Where to start in groundwork with spooky, buddy sour 9YO OTTB?
I've had my 9YO OTTB gelding for 2 1/2 years. He came to me in bad shape, both physically, mentally, and emotionally. I don't know all of his background, but do know that he was pulled from a stall full of manure at a "facility" that was "training" horses to run on the Mexican bush tracks around Chicago. He was a rack of bones with an old bowed tendon. And his right ear was raw and hairless from suspected ear twitching.
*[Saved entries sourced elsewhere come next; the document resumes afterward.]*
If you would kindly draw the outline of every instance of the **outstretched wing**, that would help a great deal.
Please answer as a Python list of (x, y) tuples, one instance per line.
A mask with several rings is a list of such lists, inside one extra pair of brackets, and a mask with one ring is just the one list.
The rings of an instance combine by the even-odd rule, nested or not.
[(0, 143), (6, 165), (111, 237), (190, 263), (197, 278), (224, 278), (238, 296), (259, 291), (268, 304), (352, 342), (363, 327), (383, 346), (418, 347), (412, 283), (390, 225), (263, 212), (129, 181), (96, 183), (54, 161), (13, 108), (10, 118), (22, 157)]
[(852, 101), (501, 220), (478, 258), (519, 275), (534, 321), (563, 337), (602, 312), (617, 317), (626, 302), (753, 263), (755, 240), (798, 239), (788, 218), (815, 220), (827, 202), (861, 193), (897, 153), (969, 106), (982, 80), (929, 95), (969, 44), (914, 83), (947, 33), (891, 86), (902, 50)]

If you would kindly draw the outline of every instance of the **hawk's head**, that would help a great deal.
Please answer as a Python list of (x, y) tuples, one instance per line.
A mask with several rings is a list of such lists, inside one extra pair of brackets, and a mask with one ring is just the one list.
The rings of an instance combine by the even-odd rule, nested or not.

He is now in good physical health and weight. I've had him worked on by a good equine chiro, dentist, farrier, vet, etc. I've also addressed saddle fit to be sure that his tack has continued to fit as he gained weight and muscle. He lives out 24/7 on 5 acres with my son's pony and another gelding. Has access to a round bale of good hay and a nice run in. I also go out daily to feed him a meal of beet pulp, ration balancer, and fat supplement
So here's the issue. He really doesn't have any self-confidence. He loves to work, but introducing anything new is very nerve wracking for him and myself. Sometimes he takes new things in stride without any issues. But other times he has explosive responses of shying, spooking, bucking, bolting, kicking out, rearing, tooth grinding, etc. These responses are way worse outside the arena or off the farm. Trail riding is a disaster. It's almost like he mentally meltsdown and just check-out of his body.
To top things off, he's become super attached to my son's pony, but only when riding or working outside the pasture. When they are seperated while turned out (one taken in to work while the other is still turned out), there are no issues. But if they are both being worked and the pony goes somewhere else (trail riding for example), the meltdowns begin. When I take them somewhere off the farm (ie the local saddle club arena), my boy is a mess. He will spin and bolt to wherever the pony is in a panic.
When he's good, he's oh so good and so very talented. But when he's having one of his "moments", he's frighteningly upredictable to the point of being a dangerous. It's obvious to me that he doesn't trust me or view me in a leadership role. But he does enjoy being worked. I know that groundwork would be a great tool to help with this. I just don't know where to start. I've worked with many, many horses (foals, starting undersaddle, spoiled lesson horses, etc). I've always been the one people bring horses to when they're having training needs. Being in this position is just a bit overwhelming. The trainers I have access to (or that I know of) either don't work with this type of horse or their training style is way too rough for this guy.